As crude oil prices continue to fall, consumers are making the most of the lowest petrol prices in six years.
Tesco, Morrisons, Sainsbury’s and Asda have all slashed the price of petrol and diesel at the pump, with a garage in Birmingham being the first to break the magical £1 a litre mark.
How much further can we expect prices to fall?
Simon Williams of RAC had this to say:
The decision of three forecourts in the West Midlands to sell petrol for under £1 a litre – last seen in 2009 – is clearly having a ripple effect on the supermarkets as they are continuing to bring their prices lower still.
With a barrel of oil now costing around $47, we are surely only weeks away from the milestone price of £1 a litre being a common sight at petrol stations up and down the country.
This will also have a very positive effect on reducing the average price of both petrol and diesel for motorists everywhere.
And, as the current oversupply of oil is believed to be part of a long-term Opec strategy to keep oil prices low, there is every reason to think that motorists may well enjoy low prices for some time to come.
However, we are now getting to a point where the share that the Treasury takes from the forecourt price is nearing 75%, which is a bitter pill for motorists and retailers.
We should perhaps be seeking a commitment from all the major political parties that they will not look to increase fuel duty in the next parliament.
Quentin Wilson, motoring journalist and lead campaigner for Fair Fuel UK
I think some of the investment banks, such as Goldman Sachs, are saying that oil is likely to drop to $40 a barrel this year. We’re getting to 99p a litre at some petrol stations now.
You could say petrol prices might drop to 85p if retailers react to oil prices.
Oil has reduced in price by 58% since June, yet petrol has only gone down 50% – clearly someone in the value chain is making a profit.
There’s pressure from me with my Fair Fuel UK campaign, and George Osborne, to lower petrol prices.
It’s a classic example of the rocket and feather effect. When oil prices go up, retailers and suppliers are quick to respond and prices at the pumps rocket the next day. But when oil prices go down, petrol prices fall as slow as a feather.
Petrol retailers blame the cost of refining and so on, but it doesn’t have to be like this. In France, for example, the price of petrol varies daily.
Consumers here are being disadvantaged, someone in the chain is hanging on the profit.
David Hunter, Schneider Electric energy management specialists
If oil prices fall to $40 a barrel, then a litre could fall to £1, based on the exchange rate staying stable, though there would be a delay on that feeding through to price at the pump.
Less than that would be unsustainable because of tax take, extraction and manufacture costs.
As the price [of oil] falls, the tax and duty proportion of the pump price rises as fuel duty is unchanged.
So in July the tax/duty mix accounted for around 60% of the total forecourt price.
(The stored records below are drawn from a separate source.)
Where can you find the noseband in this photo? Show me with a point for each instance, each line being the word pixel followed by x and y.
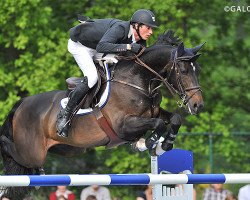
pixel 181 91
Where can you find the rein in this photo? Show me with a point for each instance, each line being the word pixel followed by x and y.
pixel 172 90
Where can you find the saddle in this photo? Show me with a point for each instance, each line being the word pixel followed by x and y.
pixel 94 94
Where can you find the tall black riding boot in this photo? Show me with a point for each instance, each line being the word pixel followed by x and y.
pixel 75 98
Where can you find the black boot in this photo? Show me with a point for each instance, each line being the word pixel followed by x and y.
pixel 75 98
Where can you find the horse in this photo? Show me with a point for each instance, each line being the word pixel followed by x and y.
pixel 133 108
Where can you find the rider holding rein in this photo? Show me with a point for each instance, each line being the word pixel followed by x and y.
pixel 102 36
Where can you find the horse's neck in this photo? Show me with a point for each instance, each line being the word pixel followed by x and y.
pixel 155 58
pixel 158 58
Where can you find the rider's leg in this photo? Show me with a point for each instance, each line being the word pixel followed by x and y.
pixel 84 58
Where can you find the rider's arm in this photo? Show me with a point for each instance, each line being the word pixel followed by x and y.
pixel 111 41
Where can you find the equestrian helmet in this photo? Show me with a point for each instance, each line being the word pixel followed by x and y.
pixel 144 16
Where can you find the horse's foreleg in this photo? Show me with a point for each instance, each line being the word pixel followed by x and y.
pixel 137 125
pixel 174 121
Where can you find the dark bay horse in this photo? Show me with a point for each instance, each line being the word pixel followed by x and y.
pixel 133 108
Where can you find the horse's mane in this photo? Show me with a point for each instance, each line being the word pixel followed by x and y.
pixel 168 38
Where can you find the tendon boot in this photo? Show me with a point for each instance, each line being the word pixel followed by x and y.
pixel 63 118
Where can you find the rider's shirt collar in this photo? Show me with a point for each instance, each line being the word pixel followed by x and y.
pixel 131 33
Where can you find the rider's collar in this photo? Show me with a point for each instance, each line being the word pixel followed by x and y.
pixel 131 33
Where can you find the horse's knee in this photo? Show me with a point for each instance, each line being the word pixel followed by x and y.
pixel 160 126
pixel 176 119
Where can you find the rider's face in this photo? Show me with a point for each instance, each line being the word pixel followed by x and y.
pixel 145 31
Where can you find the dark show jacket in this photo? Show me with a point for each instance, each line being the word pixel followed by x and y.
pixel 104 35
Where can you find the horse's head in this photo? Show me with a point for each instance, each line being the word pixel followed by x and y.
pixel 182 73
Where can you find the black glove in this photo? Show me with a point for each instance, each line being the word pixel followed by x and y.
pixel 135 47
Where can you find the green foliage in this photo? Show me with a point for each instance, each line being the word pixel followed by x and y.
pixel 34 59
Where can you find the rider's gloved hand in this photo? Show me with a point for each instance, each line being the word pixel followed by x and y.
pixel 135 47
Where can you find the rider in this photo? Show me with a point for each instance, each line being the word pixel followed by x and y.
pixel 103 36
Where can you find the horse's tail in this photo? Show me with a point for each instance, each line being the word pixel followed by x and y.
pixel 11 167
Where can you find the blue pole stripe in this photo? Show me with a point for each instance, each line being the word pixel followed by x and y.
pixel 206 178
pixel 121 179
pixel 129 179
pixel 49 180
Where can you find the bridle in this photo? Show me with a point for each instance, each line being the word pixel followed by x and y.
pixel 180 91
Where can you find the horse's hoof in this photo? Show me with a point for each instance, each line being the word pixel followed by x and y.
pixel 152 152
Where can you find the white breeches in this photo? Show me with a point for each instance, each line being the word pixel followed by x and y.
pixel 84 58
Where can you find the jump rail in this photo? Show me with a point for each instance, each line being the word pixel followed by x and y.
pixel 121 179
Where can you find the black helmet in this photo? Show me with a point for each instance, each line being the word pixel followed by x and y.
pixel 144 16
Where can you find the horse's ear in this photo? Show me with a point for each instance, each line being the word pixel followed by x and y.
pixel 197 48
pixel 180 49
pixel 195 57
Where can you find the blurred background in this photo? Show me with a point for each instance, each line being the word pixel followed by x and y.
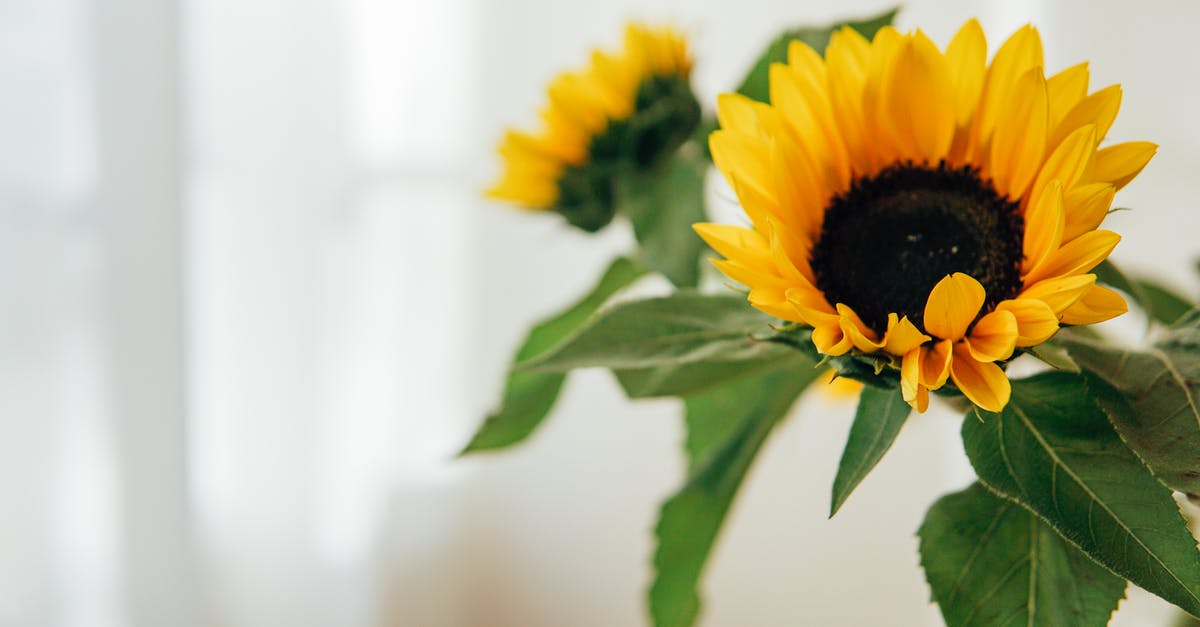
pixel 251 304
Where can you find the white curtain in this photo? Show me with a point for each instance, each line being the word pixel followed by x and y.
pixel 251 304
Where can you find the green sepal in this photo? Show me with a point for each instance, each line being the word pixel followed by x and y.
pixel 528 396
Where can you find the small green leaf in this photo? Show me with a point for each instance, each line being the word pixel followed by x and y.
pixel 726 428
pixel 1159 303
pixel 877 422
pixel 528 396
pixel 757 83
pixel 663 204
pixel 685 327
pixel 991 562
pixel 1054 452
pixel 683 380
pixel 1152 396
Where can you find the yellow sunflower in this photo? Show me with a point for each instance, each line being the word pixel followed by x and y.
pixel 922 205
pixel 627 108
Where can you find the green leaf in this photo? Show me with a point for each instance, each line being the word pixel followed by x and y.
pixel 663 204
pixel 991 562
pixel 528 396
pixel 683 380
pixel 877 422
pixel 1152 396
pixel 756 83
pixel 1054 452
pixel 726 428
pixel 682 328
pixel 1159 303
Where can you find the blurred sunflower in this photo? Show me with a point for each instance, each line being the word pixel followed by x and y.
pixel 625 109
pixel 924 207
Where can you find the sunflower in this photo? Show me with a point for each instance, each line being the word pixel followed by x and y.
pixel 922 207
pixel 625 109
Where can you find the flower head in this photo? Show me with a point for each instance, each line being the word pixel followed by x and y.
pixel 628 108
pixel 924 207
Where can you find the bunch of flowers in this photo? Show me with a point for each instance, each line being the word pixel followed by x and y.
pixel 918 219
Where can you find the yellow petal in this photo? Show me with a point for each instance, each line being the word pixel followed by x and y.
pixel 921 100
pixel 1014 59
pixel 952 306
pixel 1121 162
pixel 967 59
pixel 1086 208
pixel 1036 322
pixel 1020 141
pixel 984 383
pixel 935 363
pixel 903 336
pixel 831 339
pixel 1060 292
pixel 994 338
pixel 1044 224
pixel 1067 163
pixel 863 336
pixel 744 245
pixel 910 374
pixel 1065 90
pixel 1099 109
pixel 1097 305
pixel 1077 256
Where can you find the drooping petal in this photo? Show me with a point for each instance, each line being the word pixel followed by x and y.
pixel 984 383
pixel 1036 322
pixel 1097 305
pixel 862 335
pixel 935 363
pixel 952 306
pixel 994 338
pixel 903 336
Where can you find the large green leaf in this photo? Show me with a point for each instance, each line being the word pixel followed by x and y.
pixel 726 428
pixel 991 562
pixel 757 83
pixel 877 422
pixel 1159 303
pixel 682 328
pixel 683 380
pixel 1053 451
pixel 1152 396
pixel 663 203
pixel 528 396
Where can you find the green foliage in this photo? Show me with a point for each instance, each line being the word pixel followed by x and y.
pixel 1152 396
pixel 757 84
pixel 528 396
pixel 682 328
pixel 1054 452
pixel 991 562
pixel 726 428
pixel 1159 303
pixel 877 422
pixel 683 380
pixel 661 204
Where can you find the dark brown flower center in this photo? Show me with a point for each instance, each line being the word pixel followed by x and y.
pixel 892 237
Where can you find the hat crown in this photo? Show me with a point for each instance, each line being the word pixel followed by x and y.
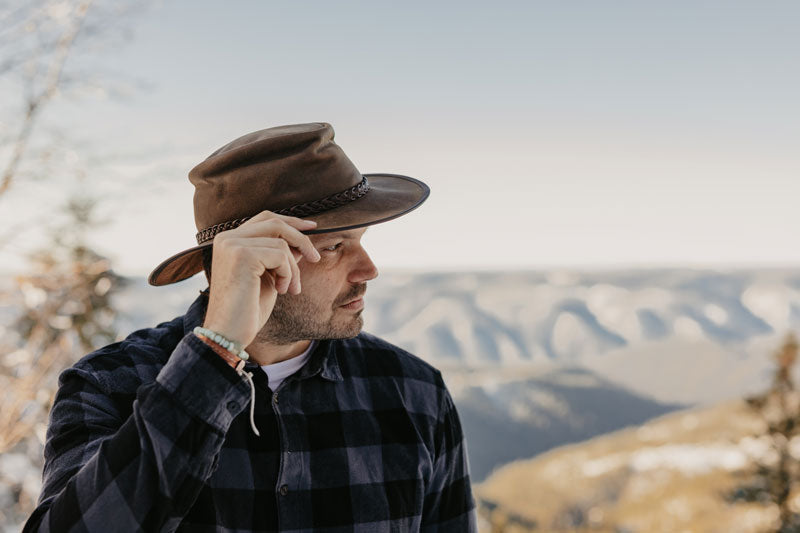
pixel 272 169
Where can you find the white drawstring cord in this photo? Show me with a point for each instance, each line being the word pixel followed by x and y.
pixel 249 377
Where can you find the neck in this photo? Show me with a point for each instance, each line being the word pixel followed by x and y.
pixel 265 353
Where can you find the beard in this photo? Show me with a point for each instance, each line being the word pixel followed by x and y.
pixel 298 317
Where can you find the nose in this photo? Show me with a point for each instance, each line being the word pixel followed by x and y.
pixel 363 268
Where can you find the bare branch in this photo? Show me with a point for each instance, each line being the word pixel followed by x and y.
pixel 37 102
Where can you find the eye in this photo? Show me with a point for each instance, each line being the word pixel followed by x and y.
pixel 332 248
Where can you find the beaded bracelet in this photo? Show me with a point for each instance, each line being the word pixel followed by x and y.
pixel 237 363
pixel 232 346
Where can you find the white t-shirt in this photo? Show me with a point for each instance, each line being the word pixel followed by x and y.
pixel 277 372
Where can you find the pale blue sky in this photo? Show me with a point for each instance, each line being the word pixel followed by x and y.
pixel 551 133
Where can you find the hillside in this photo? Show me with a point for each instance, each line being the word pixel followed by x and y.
pixel 668 475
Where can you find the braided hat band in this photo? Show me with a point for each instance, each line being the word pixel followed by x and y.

Now it’s knocking on the door of 70%. The pound has fallen by around 12% against the dollar since the mid-July oil price peak.
So we need to compare the sterling value of Brent with the price at the pumps, as this exchange rate weakness has acted as a brake on price falls to date.
Other costs such as transport, supply costs and retail margin may vary but won’t fall by anywhere near the same degree as the commodity.
There is a time delay between movements in the unrefined crude oil market and filtering through to the pumps. The crude oil has to be sold, transported to refinery, refined and distributed to the retailer before the price effect can be seen.
The refined fuel price can also de-couple from the price of Brent crude oil due to other factors.
For instance, high levels of refinery-finished product stocks would delay the fall in the crude oil price making its way to the pump, and also demand constraints or maintenance outages at refineries.